You really have to give it to people willing to take a risk and make a movie with a message, especially when it’s a horror film. Fact is that most horror films are lucky if they even have the semblance of a plot, let alone something to say, and it’s kinda nice to see that someone actually bothered to write a story. And a darned original one. Just not a terribly good one.

A family of three heads to the woods for some vacation time, having rented a house up there but on the way are accosted by some surly hunters after the family hits a deer the hunters were tracking. Angered that ‘his deer’ was killed not by him but by this family, one of the hunters in particular makes his distaste for these interlopers known and its his leering gaze that haunts the family as they are finally able to get their car out of the snow and back onto the road and off towards their destination. But they are fast discovering that the world they suddenly find themselves in is a far cry from the city they have left behind when the father finds several bullet holes in the house and its windows, and he is fast realizing that perhaps they made a mistake on taking this trip. Their son can feel it too, having nightmares of the man that hassled them that day and as they find the next day, his mind is showing the effects of the surroundings as he begins to see a phantom Indian and claims to have spoken with him. What the boy spoke about with the Indian was the Indian legend of the Wendigo – a malevolent cannibal spirit that is as much air as it is body, and is a dark shadow that haunts the woods for souls to devour. And all of this comes into play as the boy and his father go sledding near their house and the father is mysteriously shot as they journey down the hill, and as the events turn, we come to find that the one that has shot the father is none other than the man that they had the first encounter with – a man whose childhood home the family is staying in. And as the father’s life hangs in the balance in a hospital the killer finds that though he has managed to escape the local police, he cannot escape the spirit of vengeance that is the Wendigo, and cannot escape the consequence for what he has done.

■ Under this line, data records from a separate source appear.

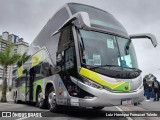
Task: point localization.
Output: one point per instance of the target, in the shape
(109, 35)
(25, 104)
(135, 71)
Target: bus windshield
(104, 50)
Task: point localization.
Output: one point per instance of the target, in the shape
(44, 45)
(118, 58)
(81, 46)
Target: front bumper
(106, 98)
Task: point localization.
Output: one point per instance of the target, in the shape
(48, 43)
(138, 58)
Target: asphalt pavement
(84, 114)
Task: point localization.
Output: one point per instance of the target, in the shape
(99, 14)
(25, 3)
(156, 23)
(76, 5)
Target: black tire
(51, 99)
(97, 108)
(15, 98)
(40, 102)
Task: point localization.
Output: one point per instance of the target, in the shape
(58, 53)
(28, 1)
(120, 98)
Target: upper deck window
(99, 18)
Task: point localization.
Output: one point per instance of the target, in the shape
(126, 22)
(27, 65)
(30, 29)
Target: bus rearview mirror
(145, 35)
(80, 19)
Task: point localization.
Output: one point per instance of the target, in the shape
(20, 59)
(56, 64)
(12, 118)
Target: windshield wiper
(94, 67)
(135, 69)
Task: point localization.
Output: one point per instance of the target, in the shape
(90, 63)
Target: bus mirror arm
(145, 35)
(58, 69)
(79, 19)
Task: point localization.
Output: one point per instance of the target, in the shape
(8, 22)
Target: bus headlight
(92, 84)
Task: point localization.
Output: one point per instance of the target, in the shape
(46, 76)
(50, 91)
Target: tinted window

Confused? So was I? I mean, you watch this entire film and are waiting for some Wendigo action and sure, it comes, but at the end, and it’s almost an afterthought. It’s alluded to, but it’s never really a participant. Which is cool, in a way, because they don’t rely on some monster to save them from writing a story. They rely on the story to tell you about a monster. Only the monster is human. It’s interesting. As are the undertones of loss and of dealing with death. It’s good stuff and the actors do well by the material. And it all looks pretty darn good, even the Wendigo (who is wisely shown sparsely), but none of it really makes you FEEL which to a movie like this is the cardinal sin. You never feel connected to anyone in it, you feel for them, but you don’t feel their pain. And it all seems like a sort of folk tale about revenge. And as such it may have worked. But unfortunately nothing about the movie is much better than average. Nothing leaves you with a palpable feeling afterward. Once the movie’s done, it’s done. And that’s too bad.

There are a few extras, the most interesting to me being a documentary on the film itself, which is really well made and while without any sound, is rounded out with the soundtrack from the film and it really works that way.

As a stepping-stone to better things, I think that the director shows some real promise. He has the right ideas, just not the right tools to realize them yet. But as a film, Wendigo is sadly average, not bad at all, but nothing you really will feel upset about not having seen. Let’s hope this is merely the awkward beginnings of what will be a very interesting career for this director.